It's a way of life for many of us. We make lists. Grocery lists. To-do lists. A list of birthdays to remember. A Christmas card list. A list of bills to be paid. A list of phone calls to make. A list of passwords. Bucket lists. Sometimes we may feel like we need to make a list of the lists we need to make!

The expression "bucket list" has become a popular way to think of the things we want to do, the places we hope to visit, the projects we plan to complete before we die... or, if you will, before we "kick the bucket." That list might change as one year turns into another or as aging reorders our priorities. The list might shrink because of a lack of financial resources or out of shifting interests. And maybe that list doesn't yet exist because we don't like to think about not being around to do what we want to do.

Death is a difficult subject. Yet it is a given. So, we do well to think about it, talk about it, be prepared for it, and even plan on it. Maybe we could shift our focus a bit away from "kicking the bucket" and think about a missing list. What's missing in our life today? What do we feel a need for? Who do we hope to yet become? This isn't so much a matter of wishing or dreaming or even hoping. It's about figuring out what is most important while we are alive. And then not avoiding it or putting it off.

Maybe the missing list is a way of considering living to be more than a matter of survival. Although surviving is important. An associate editor of The Christian Century magazine writes of her bedtime routine with her son. They do "breathing exercises" and then "body scan meditations for anxiety." And finally, she reports, "my son goes over his plans with me for how he will survive a school shooting." She carefully reassures him, "Those are good plans," because she has come to understand that saying "Don't worry" or "You'll be safe at school" doesn't help. Perhaps it is her presence at his bedside that is most reassuring. She is there. She is listening. There is nothing more pressing for her at that moment than what she is doing and for whom she is doing it.

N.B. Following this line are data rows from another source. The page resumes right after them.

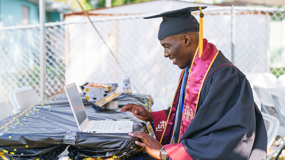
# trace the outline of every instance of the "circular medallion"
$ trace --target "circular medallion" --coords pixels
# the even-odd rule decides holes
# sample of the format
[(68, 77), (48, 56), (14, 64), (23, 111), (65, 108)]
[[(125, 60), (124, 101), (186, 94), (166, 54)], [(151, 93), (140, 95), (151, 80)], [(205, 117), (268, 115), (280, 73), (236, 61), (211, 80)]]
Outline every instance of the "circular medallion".
[(193, 110), (189, 105), (186, 106), (184, 109), (184, 120), (186, 122), (190, 122), (192, 120), (194, 116)]

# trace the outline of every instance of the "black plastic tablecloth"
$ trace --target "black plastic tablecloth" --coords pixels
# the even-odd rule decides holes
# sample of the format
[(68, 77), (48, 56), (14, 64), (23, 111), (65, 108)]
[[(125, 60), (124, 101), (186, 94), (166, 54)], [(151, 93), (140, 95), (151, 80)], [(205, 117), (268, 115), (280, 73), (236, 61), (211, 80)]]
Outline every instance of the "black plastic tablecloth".
[[(150, 96), (122, 94), (115, 99), (119, 109), (107, 110), (93, 106), (81, 95), (89, 120), (130, 119), (133, 131), (148, 132), (144, 122), (119, 109), (129, 103), (150, 109)], [(69, 146), (68, 155), (74, 160), (124, 159), (143, 150), (135, 143), (139, 140), (127, 134), (79, 131), (67, 97), (62, 93), (0, 121), (0, 159), (57, 159)]]

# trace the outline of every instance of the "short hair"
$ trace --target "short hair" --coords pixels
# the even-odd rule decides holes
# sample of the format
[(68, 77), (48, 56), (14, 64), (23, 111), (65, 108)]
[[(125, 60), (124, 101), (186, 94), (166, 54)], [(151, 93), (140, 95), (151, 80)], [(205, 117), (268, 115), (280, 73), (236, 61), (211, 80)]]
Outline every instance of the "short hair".
[(180, 34), (174, 35), (174, 38), (176, 39), (177, 40), (179, 40), (182, 38), (183, 37), (183, 36), (185, 34), (187, 34), (189, 36), (192, 37), (193, 37), (194, 36), (194, 37), (196, 38), (198, 40), (199, 40), (199, 32), (197, 31), (180, 33)]

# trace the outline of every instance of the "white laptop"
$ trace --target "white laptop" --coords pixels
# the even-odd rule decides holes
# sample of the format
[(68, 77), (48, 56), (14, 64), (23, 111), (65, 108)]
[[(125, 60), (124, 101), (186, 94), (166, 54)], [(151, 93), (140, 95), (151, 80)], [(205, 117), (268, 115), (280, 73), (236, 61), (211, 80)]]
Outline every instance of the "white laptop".
[(128, 133), (133, 132), (133, 121), (131, 120), (89, 120), (75, 83), (65, 86), (64, 90), (80, 131), (99, 133)]

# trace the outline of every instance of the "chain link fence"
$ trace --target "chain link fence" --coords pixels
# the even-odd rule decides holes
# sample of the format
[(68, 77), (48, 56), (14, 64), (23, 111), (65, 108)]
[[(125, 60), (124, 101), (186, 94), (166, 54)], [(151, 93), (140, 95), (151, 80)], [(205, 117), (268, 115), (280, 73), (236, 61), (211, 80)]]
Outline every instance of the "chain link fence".
[[(49, 97), (62, 92), (65, 84), (65, 33), (64, 25), (47, 24), (45, 93)], [(0, 101), (9, 103), (10, 91), (23, 86), (39, 94), (39, 26), (0, 30)]]
[[(285, 10), (225, 7), (204, 10), (204, 38), (243, 72), (285, 73)], [(199, 13), (192, 13), (199, 20)], [(46, 93), (63, 92), (65, 83), (122, 84), (130, 76), (133, 93), (172, 102), (181, 70), (164, 57), (157, 38), (161, 18), (154, 15), (91, 16), (114, 58), (84, 15), (46, 24)], [(0, 29), (0, 100), (11, 89), (39, 88), (39, 26)], [(120, 69), (115, 58), (124, 68)]]

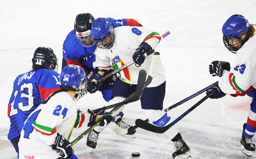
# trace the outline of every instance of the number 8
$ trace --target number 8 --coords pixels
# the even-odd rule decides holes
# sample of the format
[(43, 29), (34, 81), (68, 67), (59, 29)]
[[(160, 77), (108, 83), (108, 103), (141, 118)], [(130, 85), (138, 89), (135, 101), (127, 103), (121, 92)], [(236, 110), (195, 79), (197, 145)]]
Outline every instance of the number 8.
[(136, 28), (132, 28), (132, 31), (133, 33), (138, 35), (139, 35), (141, 34), (141, 31)]

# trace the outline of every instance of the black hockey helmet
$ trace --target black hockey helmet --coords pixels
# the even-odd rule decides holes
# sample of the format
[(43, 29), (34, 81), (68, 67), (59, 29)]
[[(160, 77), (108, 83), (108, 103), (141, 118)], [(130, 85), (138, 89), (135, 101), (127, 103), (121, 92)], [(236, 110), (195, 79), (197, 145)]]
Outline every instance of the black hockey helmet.
[(32, 58), (33, 66), (38, 65), (56, 71), (58, 70), (57, 61), (53, 50), (50, 48), (44, 47), (39, 47), (35, 50)]
[(94, 18), (89, 13), (76, 16), (74, 24), (75, 34), (79, 43), (83, 47), (90, 47), (95, 45), (91, 38), (91, 26)]

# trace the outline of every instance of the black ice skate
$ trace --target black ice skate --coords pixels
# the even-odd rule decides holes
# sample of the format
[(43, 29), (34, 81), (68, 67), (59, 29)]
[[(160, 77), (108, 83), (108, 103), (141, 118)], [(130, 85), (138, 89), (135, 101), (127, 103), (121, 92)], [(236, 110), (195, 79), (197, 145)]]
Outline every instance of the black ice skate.
[(187, 156), (185, 158), (194, 158), (194, 156), (190, 152), (190, 148), (182, 139), (177, 141), (174, 141), (174, 148), (175, 151), (173, 154), (173, 157), (175, 159), (184, 158), (184, 155)]
[[(125, 134), (123, 134), (123, 132), (125, 130), (128, 129), (131, 126), (129, 124), (128, 119), (123, 118), (123, 114), (121, 115), (121, 117), (118, 118), (116, 121), (113, 122), (111, 124), (111, 130), (117, 134), (128, 137), (135, 138), (136, 136), (134, 134), (136, 132), (136, 130), (134, 129), (131, 132)], [(126, 130), (127, 131), (127, 130)]]
[(242, 152), (245, 155), (251, 157), (252, 151), (255, 151), (255, 145), (253, 143), (252, 138), (246, 136), (242, 133), (240, 143), (242, 145), (241, 147)]
[(99, 139), (98, 133), (94, 130), (93, 130), (88, 134), (86, 142), (86, 150), (89, 153), (91, 152), (96, 148), (97, 145), (97, 141)]

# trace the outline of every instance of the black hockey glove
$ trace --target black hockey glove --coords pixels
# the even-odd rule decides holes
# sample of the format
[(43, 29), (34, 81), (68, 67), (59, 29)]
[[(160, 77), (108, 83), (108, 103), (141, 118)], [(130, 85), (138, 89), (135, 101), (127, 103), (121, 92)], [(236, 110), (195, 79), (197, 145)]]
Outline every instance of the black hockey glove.
[(61, 153), (61, 156), (63, 158), (69, 158), (74, 152), (71, 144), (62, 135), (57, 133), (55, 143), (52, 147), (53, 149), (56, 149)]
[[(101, 88), (104, 82), (102, 82), (98, 84), (96, 84), (93, 81), (95, 81), (94, 80), (97, 81), (102, 77), (102, 76), (99, 74), (98, 73), (95, 73), (94, 76), (93, 77), (93, 79), (92, 79), (92, 80), (93, 79), (94, 80), (93, 81), (91, 81), (91, 82), (89, 82), (87, 84), (87, 91), (88, 92), (91, 94), (95, 93), (96, 91), (98, 91)], [(91, 80), (91, 81), (92, 80)]]
[(214, 61), (209, 65), (210, 74), (213, 76), (218, 76), (219, 77), (222, 76), (223, 69), (229, 71), (230, 70), (230, 64), (227, 62)]
[(147, 43), (142, 42), (140, 43), (132, 56), (132, 59), (136, 64), (135, 65), (136, 67), (139, 67), (144, 62), (145, 57), (144, 54), (151, 50), (151, 47)]
[(102, 118), (101, 122), (99, 125), (99, 126), (105, 127), (107, 124), (109, 123), (113, 120), (113, 117), (109, 115), (109, 113), (105, 110), (95, 110), (88, 109), (87, 112), (91, 114), (89, 120), (90, 122), (88, 123), (87, 126), (91, 126), (95, 124), (99, 119)]
[(210, 94), (211, 91), (212, 91), (212, 94), (209, 97), (211, 99), (220, 98), (223, 97), (226, 94), (221, 91), (218, 85), (213, 87), (206, 91), (206, 94), (207, 95)]

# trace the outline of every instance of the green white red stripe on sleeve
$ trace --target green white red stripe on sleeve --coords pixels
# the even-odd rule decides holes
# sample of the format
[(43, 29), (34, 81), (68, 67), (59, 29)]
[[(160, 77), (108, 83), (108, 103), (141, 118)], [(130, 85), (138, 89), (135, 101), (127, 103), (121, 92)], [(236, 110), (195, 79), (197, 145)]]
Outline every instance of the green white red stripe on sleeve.
[(148, 35), (147, 36), (147, 37), (146, 37), (146, 38), (145, 39), (144, 39), (143, 41), (143, 42), (144, 42), (147, 40), (148, 40), (152, 38), (157, 38), (159, 40), (159, 41), (158, 41), (158, 43), (159, 43), (159, 42), (160, 42), (160, 41), (161, 40), (161, 36), (160, 36), (160, 34), (158, 34), (158, 33), (157, 32), (154, 32)]
[(241, 89), (236, 82), (236, 77), (233, 73), (229, 74), (229, 83), (233, 88), (233, 89), (236, 91), (236, 94), (242, 93), (245, 91)]
[(37, 124), (35, 121), (32, 124), (32, 126), (36, 131), (45, 135), (50, 136), (56, 133), (56, 128), (50, 128)]

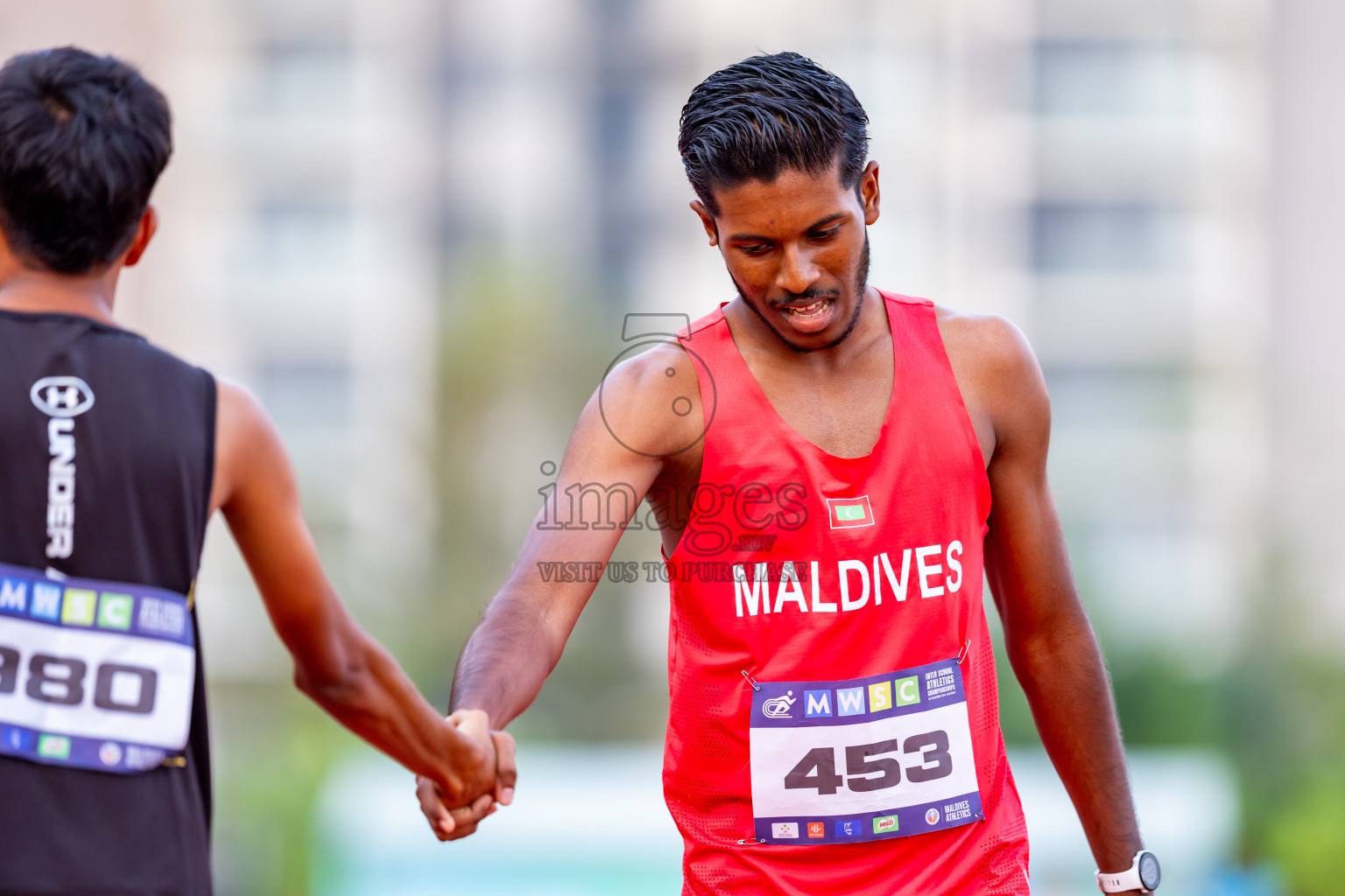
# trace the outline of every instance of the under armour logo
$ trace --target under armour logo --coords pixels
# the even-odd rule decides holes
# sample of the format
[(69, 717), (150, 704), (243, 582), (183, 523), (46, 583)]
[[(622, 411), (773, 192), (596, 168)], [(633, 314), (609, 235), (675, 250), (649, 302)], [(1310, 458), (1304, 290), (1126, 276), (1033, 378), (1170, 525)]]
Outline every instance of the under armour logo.
[(44, 376), (28, 398), (47, 416), (79, 416), (93, 407), (93, 390), (78, 376)]

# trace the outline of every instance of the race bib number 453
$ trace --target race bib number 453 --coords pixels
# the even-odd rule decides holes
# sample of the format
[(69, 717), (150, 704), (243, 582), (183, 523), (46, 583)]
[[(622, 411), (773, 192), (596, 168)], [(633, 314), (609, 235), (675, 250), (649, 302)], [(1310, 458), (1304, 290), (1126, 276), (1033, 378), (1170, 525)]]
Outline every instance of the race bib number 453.
[(907, 837), (982, 818), (962, 668), (759, 682), (752, 814), (769, 844)]
[(136, 772), (187, 746), (187, 599), (0, 564), (0, 755)]

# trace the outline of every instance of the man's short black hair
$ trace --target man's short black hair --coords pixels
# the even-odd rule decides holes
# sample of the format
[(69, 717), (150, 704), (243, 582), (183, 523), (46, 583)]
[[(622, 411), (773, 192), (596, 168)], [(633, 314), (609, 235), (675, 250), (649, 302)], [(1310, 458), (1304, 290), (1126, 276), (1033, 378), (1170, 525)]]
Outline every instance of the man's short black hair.
[(24, 263), (116, 261), (171, 153), (168, 101), (120, 59), (62, 47), (0, 67), (0, 228)]
[(841, 165), (855, 187), (869, 154), (869, 116), (850, 85), (796, 52), (752, 56), (697, 85), (682, 107), (678, 150), (695, 195), (718, 214), (713, 187), (771, 183), (781, 169)]

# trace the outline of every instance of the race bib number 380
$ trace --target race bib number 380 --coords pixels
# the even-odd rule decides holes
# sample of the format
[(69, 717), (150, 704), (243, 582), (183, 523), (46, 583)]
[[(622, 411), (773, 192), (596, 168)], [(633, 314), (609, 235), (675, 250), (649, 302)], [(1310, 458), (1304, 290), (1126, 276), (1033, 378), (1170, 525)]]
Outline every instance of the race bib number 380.
[(751, 724), (757, 840), (861, 842), (982, 818), (956, 660), (851, 681), (759, 684)]
[(0, 754), (137, 772), (187, 746), (187, 599), (0, 564)]

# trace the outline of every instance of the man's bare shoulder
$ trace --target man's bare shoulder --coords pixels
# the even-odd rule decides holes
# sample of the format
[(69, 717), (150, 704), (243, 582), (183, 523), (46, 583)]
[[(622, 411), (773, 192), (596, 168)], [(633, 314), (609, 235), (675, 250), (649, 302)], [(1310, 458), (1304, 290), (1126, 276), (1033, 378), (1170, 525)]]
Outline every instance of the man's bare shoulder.
[(1037, 359), (1022, 334), (1007, 317), (974, 314), (951, 308), (935, 306), (939, 334), (943, 337), (948, 360), (956, 368), (989, 368), (997, 373), (1036, 369)]
[(971, 314), (940, 306), (935, 308), (935, 314), (948, 363), (987, 459), (1006, 442), (1045, 445), (1050, 402), (1037, 357), (1022, 330), (998, 314)]
[(674, 340), (612, 367), (593, 403), (611, 437), (644, 457), (678, 454), (705, 433), (697, 367)]
[(288, 465), (284, 447), (261, 402), (246, 387), (215, 377), (215, 478), (211, 510), (229, 504), (250, 476)]

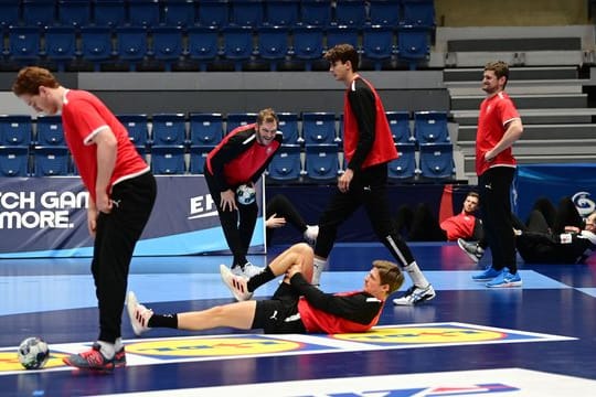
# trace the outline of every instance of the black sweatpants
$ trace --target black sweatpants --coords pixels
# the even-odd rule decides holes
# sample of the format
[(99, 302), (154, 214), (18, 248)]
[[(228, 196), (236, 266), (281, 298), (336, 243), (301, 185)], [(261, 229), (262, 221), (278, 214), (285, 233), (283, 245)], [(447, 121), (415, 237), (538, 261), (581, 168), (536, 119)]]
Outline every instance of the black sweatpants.
[(515, 237), (511, 221), (510, 190), (515, 169), (494, 167), (478, 178), (485, 235), (492, 255), (492, 267), (518, 272)]
[(338, 187), (319, 219), (319, 236), (315, 255), (329, 257), (338, 234), (338, 227), (361, 205), (364, 205), (380, 242), (391, 251), (402, 267), (414, 261), (412, 251), (397, 235), (391, 219), (387, 202), (387, 164), (366, 168), (354, 173), (350, 190), (342, 193)]
[(114, 343), (120, 337), (130, 259), (156, 194), (150, 172), (119, 182), (111, 190), (111, 212), (97, 217), (92, 273), (99, 307), (99, 341)]
[(253, 204), (240, 204), (236, 200), (238, 211), (223, 211), (220, 206), (222, 192), (215, 183), (213, 175), (205, 172), (205, 181), (211, 193), (211, 198), (217, 207), (220, 223), (227, 243), (227, 247), (234, 256), (232, 266), (244, 266), (247, 262), (246, 254), (251, 246), (251, 239), (255, 232), (256, 219), (258, 215), (258, 206), (256, 200)]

When I was a child, I said prayers at bedtime. The world has changed. So has being prepared for another day. Is there anything or anyone missing from our plans for today? Is there anyone in our lives who reassures us with the carefully chosen words, "Those are good plans"? I like to think that our Creator who has given us the breath in our lungs and a body to inhabit (and scan for anxiety) is present and listening with nothing more pressing to do than to be with us. And for us. At least for another day.